Boardroom deadlock. Mismanagement of funds. Bankruptcy. These are some of the ills that have beset Arnot Opco, one of the largest coal reserves in Africa.
The details of the company’s near demise have been laid bare in an application to have the business placed under business rescue, launched by shareholder Wescoal Mining, which has a 50% stake in Arnot Opco.
Sunday World reported last week that Wescoal had approached the courts in a desperate attempt to salvage Arnot Opco. Today, we can report the extent of the rot in the company that Wescoal hopes a business rescue process will clean up.
Salungano, the parent company of Wescoal Mining, told the court that Arnot Opco’s assets exceeded its liabilities. Robinson Ramaite, the CEO of Salungano Group, said two board meetings that took place in February and March this year showed the depth of Arnot Opco’s financial problems.
It is at these meetings that Ramaite in the application said that the management accounts of the business were tabled. “The accounts indicated assets in the amount of R41 686 218 and current liabilities of R297 201 739,” the affidavit reads in part.
Ramaite said the situation was worsened by the trade payables, obligations to pay for goods or services in an amount of R157-million, with more than 55% of that owing for more than three months.
“Consequently, it became clear that Arnot Opco was in a state of illiquidity and would not be able to discharge its short-term obligations when they fell due,” Ramaite said, adding that attempts to solve the company’s liquidity challenges proved futile.
Salungano has agreed to make funding available to Arnot Opco in its business rescue application if successful, which funding envisages the injection of R150-million into the business.
The Arnot mine, previously owned by Exxaro, has reserves of more than 190 million tonnes of thermal coal. The asset, which is situated in Middleburg in Mpumalanga, was the surrounding community’s main source of income for four decades and its closure in 2015 dealt a big blow to it.
However, eight former Exxaro employees decided to revive the mine, using the proceeds of their severance packages to form a company called Innovators Resources (IR).
IR partnered with Salungano to form Arnot Opco. Salungano took a 50% share in the company, while IR secured a 25% share and the 1 029 retrenched Exxaro employees all received 25%.

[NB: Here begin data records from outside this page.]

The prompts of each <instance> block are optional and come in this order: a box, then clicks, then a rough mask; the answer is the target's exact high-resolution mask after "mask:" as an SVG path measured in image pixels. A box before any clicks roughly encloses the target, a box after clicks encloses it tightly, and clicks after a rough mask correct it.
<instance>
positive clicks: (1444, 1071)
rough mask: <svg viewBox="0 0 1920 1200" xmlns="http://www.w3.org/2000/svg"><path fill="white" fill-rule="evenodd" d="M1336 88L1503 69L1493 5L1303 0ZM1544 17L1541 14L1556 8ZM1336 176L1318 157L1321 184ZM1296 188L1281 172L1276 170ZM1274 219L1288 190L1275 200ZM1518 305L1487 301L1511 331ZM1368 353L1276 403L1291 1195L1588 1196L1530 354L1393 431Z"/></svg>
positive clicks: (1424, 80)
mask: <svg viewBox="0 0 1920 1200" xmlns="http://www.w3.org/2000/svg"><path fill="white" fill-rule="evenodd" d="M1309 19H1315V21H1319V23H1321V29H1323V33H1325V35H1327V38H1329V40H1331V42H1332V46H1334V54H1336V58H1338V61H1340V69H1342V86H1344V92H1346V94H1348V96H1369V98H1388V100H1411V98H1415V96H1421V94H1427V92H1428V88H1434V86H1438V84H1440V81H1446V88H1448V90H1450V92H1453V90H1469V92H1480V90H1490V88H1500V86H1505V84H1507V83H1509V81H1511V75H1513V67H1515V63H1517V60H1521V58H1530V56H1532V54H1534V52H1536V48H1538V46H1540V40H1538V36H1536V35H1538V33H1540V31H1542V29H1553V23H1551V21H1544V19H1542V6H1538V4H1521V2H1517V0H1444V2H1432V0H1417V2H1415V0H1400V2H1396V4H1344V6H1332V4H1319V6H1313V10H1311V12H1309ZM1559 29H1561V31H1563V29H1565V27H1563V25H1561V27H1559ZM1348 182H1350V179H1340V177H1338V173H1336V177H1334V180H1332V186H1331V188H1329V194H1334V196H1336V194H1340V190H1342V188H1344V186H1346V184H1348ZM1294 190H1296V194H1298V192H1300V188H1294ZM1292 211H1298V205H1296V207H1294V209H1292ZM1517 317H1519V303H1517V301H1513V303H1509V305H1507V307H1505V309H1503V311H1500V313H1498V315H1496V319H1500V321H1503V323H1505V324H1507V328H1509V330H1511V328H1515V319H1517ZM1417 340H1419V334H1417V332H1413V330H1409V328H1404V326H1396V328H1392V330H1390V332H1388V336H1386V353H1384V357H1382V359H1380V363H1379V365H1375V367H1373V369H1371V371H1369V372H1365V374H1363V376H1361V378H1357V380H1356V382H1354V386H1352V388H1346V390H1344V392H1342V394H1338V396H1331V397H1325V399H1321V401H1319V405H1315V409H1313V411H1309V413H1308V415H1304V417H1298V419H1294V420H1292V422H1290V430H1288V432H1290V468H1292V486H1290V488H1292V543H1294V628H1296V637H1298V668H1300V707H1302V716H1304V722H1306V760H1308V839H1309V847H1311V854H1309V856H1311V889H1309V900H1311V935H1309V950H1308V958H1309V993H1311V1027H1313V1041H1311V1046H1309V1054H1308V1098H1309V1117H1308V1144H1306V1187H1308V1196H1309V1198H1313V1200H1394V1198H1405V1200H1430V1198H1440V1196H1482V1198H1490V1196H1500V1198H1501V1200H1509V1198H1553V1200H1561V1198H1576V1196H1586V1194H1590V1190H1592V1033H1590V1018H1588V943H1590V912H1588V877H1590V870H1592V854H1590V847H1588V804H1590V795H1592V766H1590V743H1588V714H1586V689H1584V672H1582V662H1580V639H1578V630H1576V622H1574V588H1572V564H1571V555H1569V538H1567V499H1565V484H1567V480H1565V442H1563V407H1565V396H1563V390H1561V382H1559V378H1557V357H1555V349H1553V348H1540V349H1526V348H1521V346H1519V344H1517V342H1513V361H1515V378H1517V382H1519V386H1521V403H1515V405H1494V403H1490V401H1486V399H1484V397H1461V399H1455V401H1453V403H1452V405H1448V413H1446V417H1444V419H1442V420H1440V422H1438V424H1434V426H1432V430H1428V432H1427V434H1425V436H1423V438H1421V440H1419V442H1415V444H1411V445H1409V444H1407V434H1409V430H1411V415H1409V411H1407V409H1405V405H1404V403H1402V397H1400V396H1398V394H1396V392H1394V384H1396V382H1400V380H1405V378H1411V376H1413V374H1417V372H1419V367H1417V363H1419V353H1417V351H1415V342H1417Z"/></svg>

A report by Sizwe NtsalubaGobodo (SNG) Grant Thornton showed that no sooner had Arnot Opco (Arnot) risen from the ashes, did the feeding frenzy take root at the company, with procurement processes flouted.
Arnot makes most of its money from supplying coal to Eskom’s Arnot-power station.
SNG Grant Thornton’s findings were particularly scathing on suspended Arnot Opco CEO Bontle Aphane, who was found to have, among other things, hired her personal assistant without a fair process, and receiving shift allowances against company policy.
Aphane, the company’s COO Mathias Sithole and HR GM Eddie Pienaar were allegedly paid a combined R339 768 between September 2020 to October 2021 in shift allowances – money that was not due to them.
In her defence, Aphane told investigators that she was not aware she was receiving shift allowance as she “did not check her payslips often”.
The probe found that several companies were paid amounts that exceeded those on their invoices. One supplier was paid R2.4-million more than what was agreed. The investigation also found that Arnot gave work to seven companies it did not have contracts with. The audit firm could also not find evidence that invoices to the tune of R3.8-million were for services provided.
The company was found to owe service providers more than R130-million. Investigators also found more than R40-million was spent on consultants and Covid-19 initiatives with little or no financial controls in place.
Ramaite told the court moves are afoot to have several Arnot Opco’s managers and directors declared delinquent following the allegations of
“Wescoal has been advised that pursuant to the SNG report, Arnot Opco is in the process of issuing proceedings against certain members of the board and management of Arnot Opco seeking them to be declared delinquent and instituting civil proceedings as a result of further conduct by those individuals including the alleged irregular granting of contracts.”
Arnot Opco board chairperson Mxolisi Hoboyi said he doesn’t know which directors and executives are set to be declared delinquent. “I can’t comment of the SNG report as the matter is in court.”
Hoboyi added that they will oppose the business rescue application. “We have many reasons to oppose the action that was taken by Wescoal, as we were never consulted about the application,” he said.
Sithole said: “I have not seen neither the preliminary nor the final SNG report and cannot comment on any fairness aspect without context.”
Aphane did not respond to questions.